There is a belief that we have internalized so much that it is often difficult to realize that we fall into the resulting irrationality. This belief consists of the idea that in any fact or experience in our life there is always something positive and something negative. We have a conception of reality in which everything can be both a blessing and a curse, if we learn to focus our attention on all its facets and nuances.
This belief is very persistent, and although we don’t realize it is expressed in different ways. However, sometimes this is hardly a problem for us, while others can end up compromising our sanity. For example, when we are faced with a serious crisis in our life and think about it the idea of ”thinking positively”, focusing our attention on the beneficial component who’s supposed to have the situation.
Facing sadness is necessary
Can you imagine how absurd it would be to tell a person that they should get well? It’s more or less what we do to ourselves if we insist on thinking so positively when we have important reasons to be very sad or angry.
There are experiences in which, whether we like it or not, we need to position ourselves in the face of sadness and anger. We can accept that he’s there and strive to get out of this emotional crisisWe can make this part of our conception of life and assume that everything that isn’t about feeling bad is not genuine, or we can try to ignore it. In theory, most people are able to see that the first option is appropriate and beneficial while the second is not; however, the third generates more division of opinion.
After all, isn’t ignoring pain the underlying motto of the “live in the moment, don’t complicate your life” philosophy of life?
If what we feel here and now only matters, the suffering seems like an absolute waste of time, then the best thing seems to be not to: think positively even in the saddest or disappointing times. Of course, that’s a very consistent idea with the idea of always choosing an optimistic interpretation of things. The only problem it has is that it often doesn’t work or, in fact, can make the situation worse.

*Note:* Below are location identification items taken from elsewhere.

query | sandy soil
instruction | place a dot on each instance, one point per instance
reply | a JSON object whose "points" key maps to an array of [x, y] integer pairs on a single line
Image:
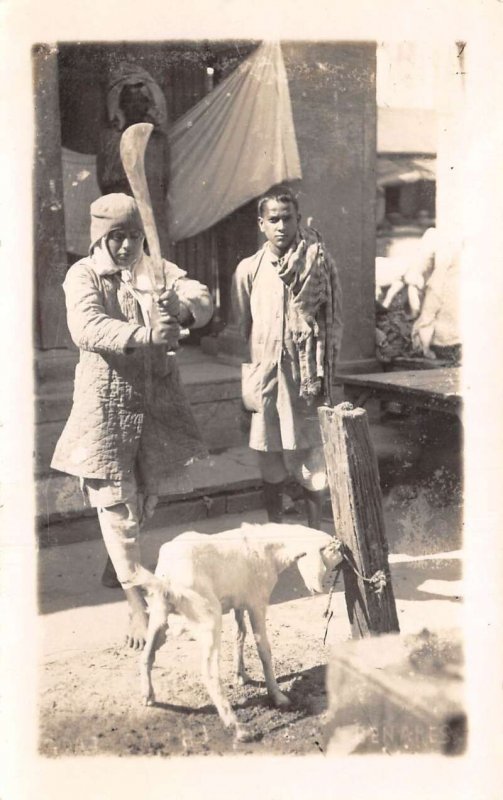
{"points": [[89, 691]]}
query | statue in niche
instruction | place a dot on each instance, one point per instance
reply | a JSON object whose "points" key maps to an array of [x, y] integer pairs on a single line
{"points": [[133, 96]]}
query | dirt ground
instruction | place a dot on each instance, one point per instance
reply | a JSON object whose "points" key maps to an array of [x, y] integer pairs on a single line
{"points": [[89, 691], [91, 703]]}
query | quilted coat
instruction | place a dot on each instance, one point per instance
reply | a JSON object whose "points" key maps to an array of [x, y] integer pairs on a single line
{"points": [[123, 393]]}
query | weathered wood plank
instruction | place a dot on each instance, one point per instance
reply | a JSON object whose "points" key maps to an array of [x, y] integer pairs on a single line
{"points": [[357, 507]]}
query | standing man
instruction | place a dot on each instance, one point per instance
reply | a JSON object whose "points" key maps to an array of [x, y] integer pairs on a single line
{"points": [[131, 432], [287, 303]]}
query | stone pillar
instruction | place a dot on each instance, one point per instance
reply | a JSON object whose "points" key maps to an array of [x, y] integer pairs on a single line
{"points": [[333, 94], [50, 261]]}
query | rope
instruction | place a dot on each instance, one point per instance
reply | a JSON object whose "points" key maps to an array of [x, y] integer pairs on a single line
{"points": [[377, 581]]}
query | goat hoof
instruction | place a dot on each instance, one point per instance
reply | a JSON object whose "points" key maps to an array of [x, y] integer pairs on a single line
{"points": [[242, 734], [280, 700]]}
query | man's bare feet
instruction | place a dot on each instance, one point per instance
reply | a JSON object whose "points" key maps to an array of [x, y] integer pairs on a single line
{"points": [[138, 619]]}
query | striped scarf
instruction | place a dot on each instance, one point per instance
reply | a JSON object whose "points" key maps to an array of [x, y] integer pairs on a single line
{"points": [[314, 312]]}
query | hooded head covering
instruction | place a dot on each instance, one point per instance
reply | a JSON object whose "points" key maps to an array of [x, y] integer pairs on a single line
{"points": [[112, 211], [127, 74]]}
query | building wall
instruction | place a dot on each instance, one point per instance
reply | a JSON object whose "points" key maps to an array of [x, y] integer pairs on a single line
{"points": [[332, 88]]}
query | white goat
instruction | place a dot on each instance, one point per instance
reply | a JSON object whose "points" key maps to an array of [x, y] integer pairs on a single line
{"points": [[201, 576]]}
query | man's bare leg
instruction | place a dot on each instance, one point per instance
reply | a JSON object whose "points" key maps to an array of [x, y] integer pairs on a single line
{"points": [[138, 618]]}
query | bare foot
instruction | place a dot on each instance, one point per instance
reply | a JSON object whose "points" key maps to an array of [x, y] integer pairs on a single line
{"points": [[136, 636]]}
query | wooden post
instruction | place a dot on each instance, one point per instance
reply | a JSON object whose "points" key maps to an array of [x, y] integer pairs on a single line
{"points": [[357, 507], [50, 248]]}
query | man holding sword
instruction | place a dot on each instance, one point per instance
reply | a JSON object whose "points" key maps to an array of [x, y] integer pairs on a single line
{"points": [[131, 433]]}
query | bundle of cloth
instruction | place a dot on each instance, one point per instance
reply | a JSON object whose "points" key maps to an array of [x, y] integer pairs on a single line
{"points": [[314, 311]]}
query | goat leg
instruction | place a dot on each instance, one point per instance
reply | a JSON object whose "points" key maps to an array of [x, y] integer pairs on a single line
{"points": [[257, 619]]}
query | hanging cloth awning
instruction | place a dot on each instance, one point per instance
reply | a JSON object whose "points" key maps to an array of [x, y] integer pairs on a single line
{"points": [[233, 145]]}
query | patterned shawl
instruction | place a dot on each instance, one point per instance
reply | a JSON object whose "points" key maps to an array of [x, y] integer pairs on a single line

Why thinking positively can constantly hurt
The problem with this here-and-now philosophy-based approach to sadness is that our decisions don’t have absolute power over our emotions. When we realize that there is something that makes us very sad, it is impossible to walk away from it and decide what to do with it like a scientist might with a petri dish looking through a microscope. We have to decide what to do with this emotion, Not with it, and therefore ignoring is not an option.
What if we prefer to show that we have this power to manipulate our emotional state at will? Take an example: a middle-aged man sees the dog that has been accompanying him for twelve years run over. Faced with such a situation, he decides to focus on the positive, which in this case is having happy memories with the animal and being able to reflect on what this experience has taught him.

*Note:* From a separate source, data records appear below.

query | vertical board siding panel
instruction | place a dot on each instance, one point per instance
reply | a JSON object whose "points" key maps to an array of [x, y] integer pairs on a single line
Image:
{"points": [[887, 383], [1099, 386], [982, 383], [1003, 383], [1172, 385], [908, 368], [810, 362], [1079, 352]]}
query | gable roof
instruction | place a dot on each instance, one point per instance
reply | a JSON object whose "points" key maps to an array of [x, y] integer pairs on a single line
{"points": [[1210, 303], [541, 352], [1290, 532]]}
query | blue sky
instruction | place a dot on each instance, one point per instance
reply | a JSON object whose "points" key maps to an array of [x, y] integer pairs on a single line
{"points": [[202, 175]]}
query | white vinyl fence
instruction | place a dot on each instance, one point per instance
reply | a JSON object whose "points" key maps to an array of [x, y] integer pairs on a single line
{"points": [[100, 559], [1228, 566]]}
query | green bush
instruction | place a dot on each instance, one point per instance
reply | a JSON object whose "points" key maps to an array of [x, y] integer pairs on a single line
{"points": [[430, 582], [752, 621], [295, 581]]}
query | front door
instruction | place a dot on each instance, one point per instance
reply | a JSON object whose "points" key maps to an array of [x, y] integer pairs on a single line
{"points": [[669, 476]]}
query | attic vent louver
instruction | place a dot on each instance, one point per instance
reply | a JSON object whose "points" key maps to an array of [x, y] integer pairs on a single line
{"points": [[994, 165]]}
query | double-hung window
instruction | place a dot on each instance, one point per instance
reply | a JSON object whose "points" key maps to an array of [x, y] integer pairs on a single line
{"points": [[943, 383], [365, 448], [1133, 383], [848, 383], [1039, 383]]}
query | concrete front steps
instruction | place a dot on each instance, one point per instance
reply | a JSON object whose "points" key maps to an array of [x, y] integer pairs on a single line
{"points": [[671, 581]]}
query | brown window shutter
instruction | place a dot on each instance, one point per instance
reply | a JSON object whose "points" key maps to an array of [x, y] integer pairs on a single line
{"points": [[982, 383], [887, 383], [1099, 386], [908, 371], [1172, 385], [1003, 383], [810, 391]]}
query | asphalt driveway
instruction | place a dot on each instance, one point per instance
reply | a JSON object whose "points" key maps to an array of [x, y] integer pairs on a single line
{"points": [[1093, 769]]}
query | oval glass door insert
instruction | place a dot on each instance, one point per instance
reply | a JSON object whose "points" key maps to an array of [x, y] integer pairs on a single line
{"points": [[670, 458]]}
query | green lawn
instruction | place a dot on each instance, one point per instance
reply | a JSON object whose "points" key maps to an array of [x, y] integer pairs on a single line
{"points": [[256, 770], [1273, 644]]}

The first problem with this is that the first step to thinking positively is that you seem to be thinking positively, that is, not crying. Having to control crying this makes the experience even more painful, because, among other things, it forces the man not to think about certain things which he knows in advance and which would make him cry. This means that in practice it is impossible for him to perform those actions which are supposed to be the positive side of having had a dead dog.
But there is yet another element that makes positive thinking bad at all costs: it prevents us from normalizing the experience. If we try to ignore the sadness that something is causing us, we never come to terms with it, which means we get stuck in the grieving process; we just don’t know how to move forward. It must be assumed that it is not possible to show that the emotional impact of a bad experience does not exist so that we can manage the relationship that we will have with that feeling.

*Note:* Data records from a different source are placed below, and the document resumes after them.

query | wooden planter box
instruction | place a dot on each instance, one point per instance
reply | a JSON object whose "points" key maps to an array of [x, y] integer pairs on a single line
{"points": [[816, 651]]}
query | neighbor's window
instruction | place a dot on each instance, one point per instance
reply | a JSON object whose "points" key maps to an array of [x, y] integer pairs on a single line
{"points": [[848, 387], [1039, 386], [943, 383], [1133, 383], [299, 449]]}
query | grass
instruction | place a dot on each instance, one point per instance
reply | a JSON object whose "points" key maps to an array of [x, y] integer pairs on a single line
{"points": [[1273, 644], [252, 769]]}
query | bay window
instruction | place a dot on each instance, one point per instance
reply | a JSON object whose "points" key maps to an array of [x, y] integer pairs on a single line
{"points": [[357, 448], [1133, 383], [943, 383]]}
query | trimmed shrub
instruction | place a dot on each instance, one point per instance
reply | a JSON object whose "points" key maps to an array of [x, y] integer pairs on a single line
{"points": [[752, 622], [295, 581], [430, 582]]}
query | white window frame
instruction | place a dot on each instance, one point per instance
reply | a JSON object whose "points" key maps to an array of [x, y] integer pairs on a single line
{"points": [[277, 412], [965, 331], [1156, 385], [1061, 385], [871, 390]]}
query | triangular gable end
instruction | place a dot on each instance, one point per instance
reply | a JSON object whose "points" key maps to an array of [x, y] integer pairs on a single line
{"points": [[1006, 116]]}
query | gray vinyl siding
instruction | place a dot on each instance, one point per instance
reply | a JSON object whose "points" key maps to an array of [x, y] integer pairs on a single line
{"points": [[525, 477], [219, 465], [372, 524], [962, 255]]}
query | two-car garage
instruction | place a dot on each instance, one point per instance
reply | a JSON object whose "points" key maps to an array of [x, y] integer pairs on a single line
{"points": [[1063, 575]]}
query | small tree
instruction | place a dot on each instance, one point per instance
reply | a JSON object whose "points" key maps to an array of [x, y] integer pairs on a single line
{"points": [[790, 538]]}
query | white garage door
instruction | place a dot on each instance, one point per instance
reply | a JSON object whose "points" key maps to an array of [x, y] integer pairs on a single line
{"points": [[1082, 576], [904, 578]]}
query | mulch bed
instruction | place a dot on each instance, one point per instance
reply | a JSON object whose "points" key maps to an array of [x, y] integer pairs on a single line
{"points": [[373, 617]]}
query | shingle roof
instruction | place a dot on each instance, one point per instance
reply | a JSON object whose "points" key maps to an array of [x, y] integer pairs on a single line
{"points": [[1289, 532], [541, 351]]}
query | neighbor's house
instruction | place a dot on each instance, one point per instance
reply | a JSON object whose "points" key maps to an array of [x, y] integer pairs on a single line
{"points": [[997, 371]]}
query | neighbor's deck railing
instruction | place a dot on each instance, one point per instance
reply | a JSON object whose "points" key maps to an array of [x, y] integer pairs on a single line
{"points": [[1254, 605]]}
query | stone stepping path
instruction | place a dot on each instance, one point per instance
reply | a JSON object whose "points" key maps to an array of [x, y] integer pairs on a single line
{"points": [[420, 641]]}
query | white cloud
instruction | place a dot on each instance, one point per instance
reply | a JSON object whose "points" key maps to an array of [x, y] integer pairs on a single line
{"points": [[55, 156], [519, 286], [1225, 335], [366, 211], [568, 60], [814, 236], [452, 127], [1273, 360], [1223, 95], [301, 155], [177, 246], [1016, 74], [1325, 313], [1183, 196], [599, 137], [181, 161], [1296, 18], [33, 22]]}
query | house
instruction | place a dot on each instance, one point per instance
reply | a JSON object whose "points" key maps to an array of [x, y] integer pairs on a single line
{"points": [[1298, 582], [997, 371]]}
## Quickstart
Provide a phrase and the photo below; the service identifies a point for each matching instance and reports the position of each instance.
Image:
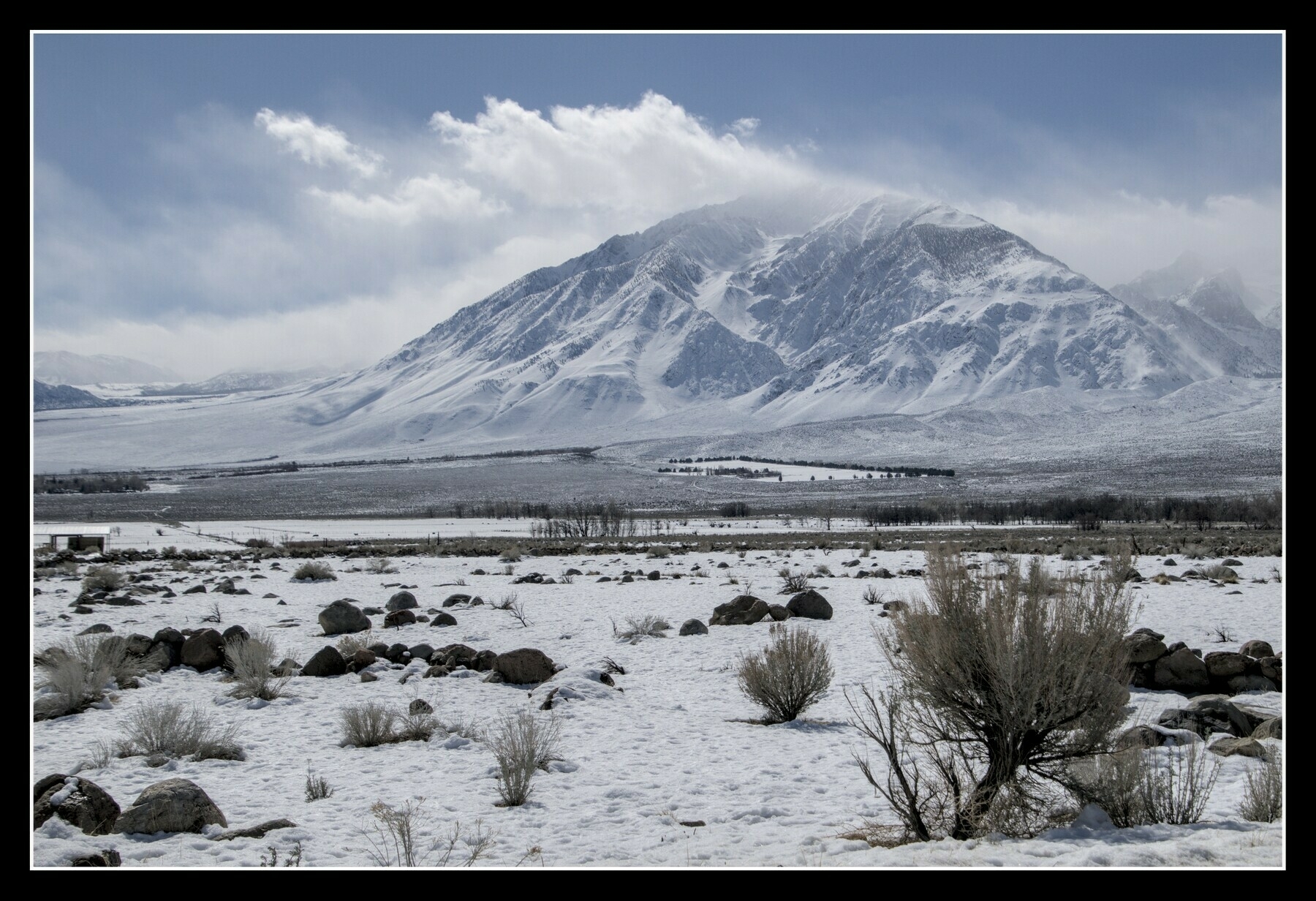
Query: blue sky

Removing sadness or anger doesn’t work
Often, we fall into the trap of thinking about emotions, feelings and sensations in an overly essentialist way. We label sadness, anger, and other similar mental states as “negative emotions”. and we try to make them not part of our daily life any more. In some contexts it is effective to de-dramatize certain situations, but when the discomfort is very intense, resilience cannot be based on suppressing emotions.
When dealing with the emotions that make us feel bad, we should always consider the most important factor in these cases: weather. Since from our decisions and our rationality, it is not possible for us to control this emotional side that characterizes us as the animals that we are, we must let time help us.
If we accept sadness, little by little time will lead us to accumulate opportunities to distract our mind with things other than thoughts about what makes us sad. This way we will reach a point where we can think of everything, even what made us feel bad, without feeling the same pain we experienced a few days ago, When we did the same.
Mental wellness, in short, is being able to look back and recall experiences without feeling limited by our emotions. Thinking positively at all costs, which in practice forces us to ignore certain memories and ideas, is just one way of naming this limitation and ignoring the fact that it will not go away on its own if our struggle against unrest is to strengthen its power. on us.